提供先はベトナム国家宇宙センターで、衛星が気候変動を常時監視することで台風や豪雨などの予測を高度化する用途で使う。衛星の打ち上げは2023年を予定している。住友商事は、ベトナム国家宇宙センターと2019年10月に受注契約を締結。今回、NECが住友商事から人工衛星製造などを受注した。
ベトナムは世界でも有数の自然災害国として知られる。2018年の経済産業省の調査によれば、台風や豪雨による洪水などでの経済損失は同国GDPの1.5%にも及ぶという。このため気候変動の常時監視の整備が喫緊の課題となっていた。
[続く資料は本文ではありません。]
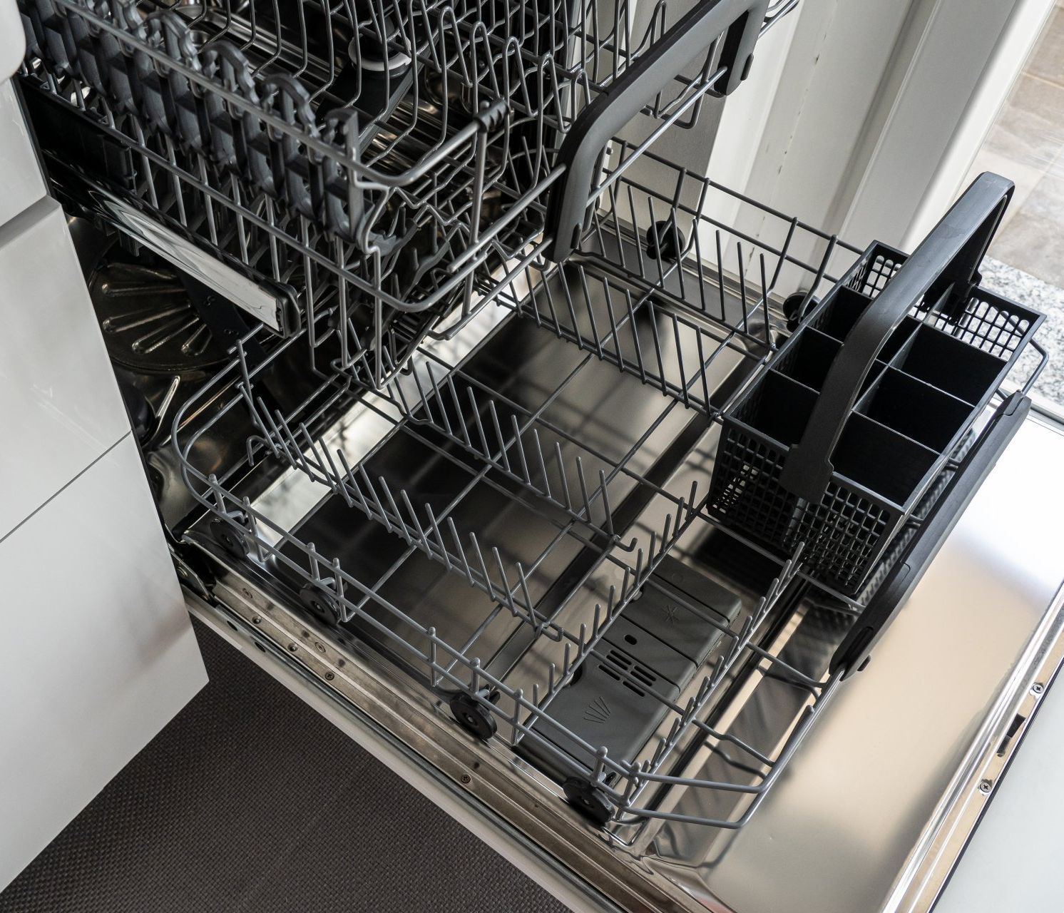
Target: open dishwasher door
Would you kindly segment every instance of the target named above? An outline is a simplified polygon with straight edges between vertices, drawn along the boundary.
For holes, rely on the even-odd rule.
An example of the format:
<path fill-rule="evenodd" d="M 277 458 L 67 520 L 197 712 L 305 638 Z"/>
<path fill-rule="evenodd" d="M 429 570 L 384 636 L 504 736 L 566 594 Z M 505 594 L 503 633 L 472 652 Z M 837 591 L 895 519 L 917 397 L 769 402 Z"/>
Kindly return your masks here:
<path fill-rule="evenodd" d="M 206 682 L 0 2 L 0 886 Z"/>
<path fill-rule="evenodd" d="M 572 906 L 927 906 L 1058 634 L 1011 182 L 905 254 L 624 133 L 793 3 L 140 5 L 22 88 L 193 612 Z"/>

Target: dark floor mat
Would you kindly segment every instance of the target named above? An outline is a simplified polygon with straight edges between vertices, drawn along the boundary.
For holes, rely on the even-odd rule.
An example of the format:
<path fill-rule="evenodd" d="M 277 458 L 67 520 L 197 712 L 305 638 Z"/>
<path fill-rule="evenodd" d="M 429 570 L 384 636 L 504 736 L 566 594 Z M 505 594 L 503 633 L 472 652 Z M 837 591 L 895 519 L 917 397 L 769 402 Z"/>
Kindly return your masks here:
<path fill-rule="evenodd" d="M 0 913 L 562 907 L 197 625 L 210 684 L 0 894 Z"/>

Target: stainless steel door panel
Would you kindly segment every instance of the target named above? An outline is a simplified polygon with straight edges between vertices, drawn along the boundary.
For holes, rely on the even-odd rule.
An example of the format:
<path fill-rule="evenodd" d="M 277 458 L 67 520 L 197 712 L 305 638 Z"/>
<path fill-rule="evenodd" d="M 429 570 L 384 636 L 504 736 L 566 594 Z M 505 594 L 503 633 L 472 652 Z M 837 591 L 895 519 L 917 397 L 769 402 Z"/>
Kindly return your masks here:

ロータスサット・ワンは、海外市場向けにNECが開発したレーダー観測衛星「ASNARO-2」(アスナロ・ツー)の同型機で、重さは580kg。計算機やソフトウエアの共通化によって低コスト化を実現した標準衛星システム「NEXTAR」(ネクスター)を搭載する。
同衛星の管制やミッション運用を担う地上システムは、撮像計画を可視化できる同社の「GroundNEXTAR」(グランド・ネクスター)をベースにする。同システムは撮像計画を立体アニメーションで可視化し、直観的にミッション計画を確認できる(図2)。NECが開発・製造する衛星システムは、ベトナム国家宇宙センターが整備・運用するホアラック宇宙センターで、2022年から2023年に整備する予定だ。